RFI : La réunion de la Commission de l’océan Indien est marquée aujourd'hui par la présence du chef d'Etat d'une grande puissance, c’est le Français Emmanuel Macron. Est-ce que cette présence peut raviver des querelles territoriales ?
Richard Randriamandrato : Non, je ne pense pas. Je pense que les chefs d'État ne vont pas soulever des sujets sensibles. Au contraire, il faut chercher à unir les points de vue face notamment aux enjeux géostratégiques. Je pense que les chefs d'État ont tout intérêt à éviter les sujets qui fâchent pour faire face aux défis du développement durable, puisque c'est autour des 17 objectifs de développement durable que la Commission de l'océan Indien, en 1982, a vu le jour, il ne faut pas l'oublier. Donc maintenant, je pense que le plan de développement stratégique 2023-2033 va certainement permettre aussi à nos pays d'aller de l'avant.
L'un des sujets qui fâchent à la Commission, c'est le sort de Mayotte. La France voudrait que cette île soit éligible au programme de la Commission de l'océan Indien, mais la République des Comores s'y oppose puisqu'elle revendique ce territoire. Est-ce qu'il y a une solution ?
C'est un sujet qui, à mon sens, relève de la diplomatie bilatérale entre les Comores et la France.
L'un des arguments d'Emmanuel Macron pour Mayotte, c'est de dire que la France contribue déjà à hauteur de 40 % au financement de la Commission de l'océan Indien…
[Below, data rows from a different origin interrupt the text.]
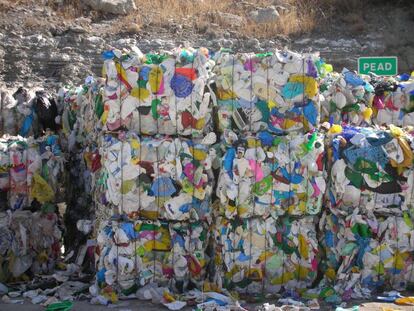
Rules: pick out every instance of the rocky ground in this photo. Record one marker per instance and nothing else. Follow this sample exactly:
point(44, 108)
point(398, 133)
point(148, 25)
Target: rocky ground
point(147, 306)
point(43, 44)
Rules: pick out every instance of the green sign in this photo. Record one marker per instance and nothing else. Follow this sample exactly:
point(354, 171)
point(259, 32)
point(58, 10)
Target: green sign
point(381, 66)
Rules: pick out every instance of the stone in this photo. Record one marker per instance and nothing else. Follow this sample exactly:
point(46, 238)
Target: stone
point(264, 15)
point(117, 7)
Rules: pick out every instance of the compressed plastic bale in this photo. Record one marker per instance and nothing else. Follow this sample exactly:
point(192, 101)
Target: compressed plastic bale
point(159, 177)
point(366, 253)
point(170, 254)
point(29, 243)
point(158, 93)
point(266, 174)
point(347, 98)
point(370, 169)
point(257, 255)
point(393, 102)
point(275, 91)
point(31, 169)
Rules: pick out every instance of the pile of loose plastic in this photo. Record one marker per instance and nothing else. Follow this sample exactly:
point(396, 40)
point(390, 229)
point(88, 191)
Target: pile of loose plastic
point(176, 210)
point(367, 228)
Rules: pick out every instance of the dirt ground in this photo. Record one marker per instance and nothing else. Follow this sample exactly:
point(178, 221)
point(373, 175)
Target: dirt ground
point(133, 305)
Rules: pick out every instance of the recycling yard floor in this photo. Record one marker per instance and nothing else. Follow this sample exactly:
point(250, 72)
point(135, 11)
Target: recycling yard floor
point(131, 305)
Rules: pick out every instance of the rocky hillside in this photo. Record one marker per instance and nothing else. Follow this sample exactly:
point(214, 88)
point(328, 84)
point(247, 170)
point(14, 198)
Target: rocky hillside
point(49, 42)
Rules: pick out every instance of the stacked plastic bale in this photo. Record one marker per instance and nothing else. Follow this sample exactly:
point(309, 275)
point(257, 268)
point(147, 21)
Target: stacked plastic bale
point(393, 102)
point(154, 192)
point(347, 98)
point(271, 182)
point(366, 233)
point(276, 91)
point(270, 188)
point(31, 174)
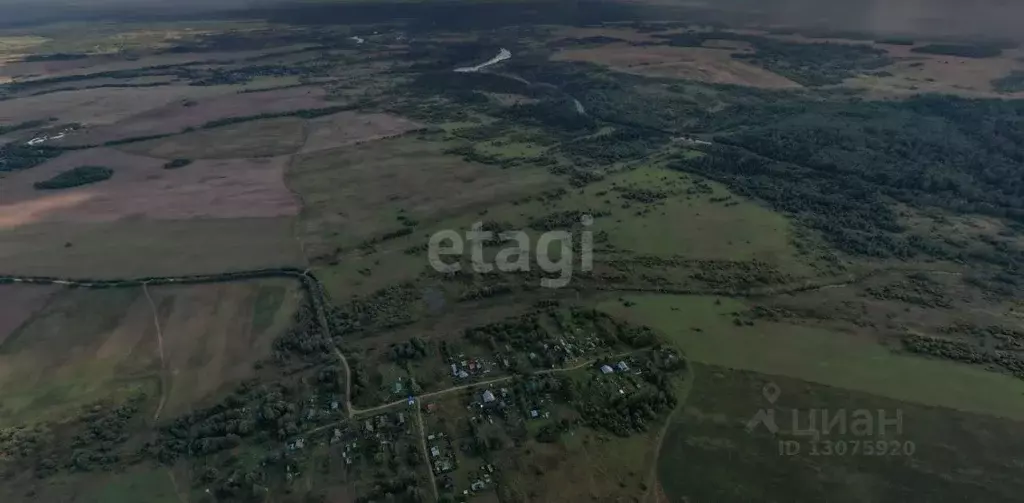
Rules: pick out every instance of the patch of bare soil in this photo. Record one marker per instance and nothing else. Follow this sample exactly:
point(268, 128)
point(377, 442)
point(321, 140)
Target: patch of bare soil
point(101, 106)
point(627, 34)
point(700, 64)
point(209, 337)
point(141, 187)
point(176, 117)
point(915, 73)
point(18, 303)
point(349, 128)
point(112, 63)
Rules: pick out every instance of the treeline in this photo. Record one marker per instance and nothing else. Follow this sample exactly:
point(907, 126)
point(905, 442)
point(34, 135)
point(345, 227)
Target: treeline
point(965, 352)
point(15, 157)
point(838, 166)
point(1011, 83)
point(808, 64)
point(94, 439)
point(962, 50)
point(81, 175)
point(19, 126)
point(627, 414)
point(304, 114)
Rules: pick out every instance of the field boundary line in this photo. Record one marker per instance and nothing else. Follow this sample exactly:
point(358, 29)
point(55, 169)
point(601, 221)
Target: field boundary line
point(164, 381)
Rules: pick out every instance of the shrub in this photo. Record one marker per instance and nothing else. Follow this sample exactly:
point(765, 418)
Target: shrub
point(81, 175)
point(177, 163)
point(960, 50)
Oui, la France est le premier pourvoyeur de financements avec l'Union européenne à travers l'Agence française de développement. Mais pour autant, ce n'est pas parce que Mayotte doit faire partie ou être toujours à l'écart de la Commission de l'océan Indien. Je pense une fois de plus que ce sujet relève de la diplomatie bilatérale et je me garderai à ce stade d'apporter un commentaire, quel qu'il soit, sur ce point.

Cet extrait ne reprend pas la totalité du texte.